Without ungluing his eyes from her face, he accepted her handshake. “You’re an extremely beautiful woman,” he said.

“I am,” Mom said. “Thank you for noticing.”

She let go of his hand and turned her head just enough so that he couldn’t see her face. “Is he deaf?” she mouthed to me in stealth.

“Yes,” I said, annoyed at how distracted he was by my mother in her skintight dress. “But at the moment his biggest issue is stupidity.”

“Can you ask him to give us some privacy?”

I looked over to Ian and nodded not-so-subtly at him to step back and give Mom and me a moment. He looked around the one hundred square-foot cell, confused. “Where exactly am I supposed to go?” he said.

Mom answered his question by sticking her pointer fingers in her ears. He obediently returned to the bench and plugged them.

Mom lowered her voice to a barely audible whisper. “You’re not really expecting Ian’s father to be on your side, are you?”

“I trust Ian,” I whispered back. “If he says we’re getting out of here, we are.”

“Trust him all you want,” she said. “But you of all people should know not to trust his father.”

“Why do you keep saying that?” I asked, remembering back to a few hours ago when she’d said those exact same words.

“Saying what?”

“That I of all people should know not to trust Daniel Dunning. I’d never even heard of him until today.”

“Really?” she said. “The words ‘stop this fracking asshole’ don’t sound familiar to you?”

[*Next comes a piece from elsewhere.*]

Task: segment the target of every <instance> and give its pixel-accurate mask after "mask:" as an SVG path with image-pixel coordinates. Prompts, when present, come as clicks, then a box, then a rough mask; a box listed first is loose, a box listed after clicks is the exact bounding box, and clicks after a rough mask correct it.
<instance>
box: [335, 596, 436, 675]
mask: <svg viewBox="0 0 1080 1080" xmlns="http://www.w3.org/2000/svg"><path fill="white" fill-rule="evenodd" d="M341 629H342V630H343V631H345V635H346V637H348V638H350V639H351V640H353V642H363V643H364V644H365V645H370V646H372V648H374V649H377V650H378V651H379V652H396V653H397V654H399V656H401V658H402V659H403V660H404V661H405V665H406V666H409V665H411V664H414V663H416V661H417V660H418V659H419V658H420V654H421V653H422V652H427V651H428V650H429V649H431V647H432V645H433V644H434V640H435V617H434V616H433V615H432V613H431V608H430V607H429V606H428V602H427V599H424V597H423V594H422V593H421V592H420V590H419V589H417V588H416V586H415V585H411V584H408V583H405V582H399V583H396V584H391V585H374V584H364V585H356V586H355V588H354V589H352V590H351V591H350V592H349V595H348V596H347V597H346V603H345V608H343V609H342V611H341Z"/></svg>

“What’s that got to do with—” I stopped in the middle of my own question, suddenly understanding why it was I should know not to trust Daniel Dunning. “Holy shit,” I said. “You mean Daniel Dunning is—”

“The face on the milk carton? Yes, Clara,” Mom said. “Ian is the son of the man whose company you and your friends at Eco-Justice are suing for fifty million dollars. If I were you, I wouldn’t count on him doing you any favors.”

We both looked over at Ian, who was still dutifully sitting with his ears plugged.

Shit on a stick. My mind started racing. There was no way Ian’s father could figure out I was a member of Eco-Justice, was there? We had something like fifty thousand members, of whom I was just one.

But I wasn’t just any member. I was a team leader and one of the most outspoken voices of the entire organization. Worst of all, I was the one who designed the T-shirt. I was personally responsible for over ten thousand people walking around in public wearing a picture of Daniel Dunning’s face under the word “Asshole.”

I felt like I was going to cry. “What do I do, Mom? I really like Ian. And he really likes me.”

She reached through the bars and stroked my hair. “I don’t know, pumpkin,” she said. “Even I can’t fight off the Daniel Dunnings of this world.”

“Do you really think he’ll find out it was me?”

“I don’t know, Clara,” Mom said. “But I’d think that a man with Daniel Dunning’s resources could find out anything about anybody if he really wanted to.”

I glanced back at Ian. When I held up my pointer finger to indicate that Mom and I needed one more minute, he gave me a really weird-looking double thumbs-up in response.

“You really like him?” Mom said.

“I really do,” I said, feeling hopeless.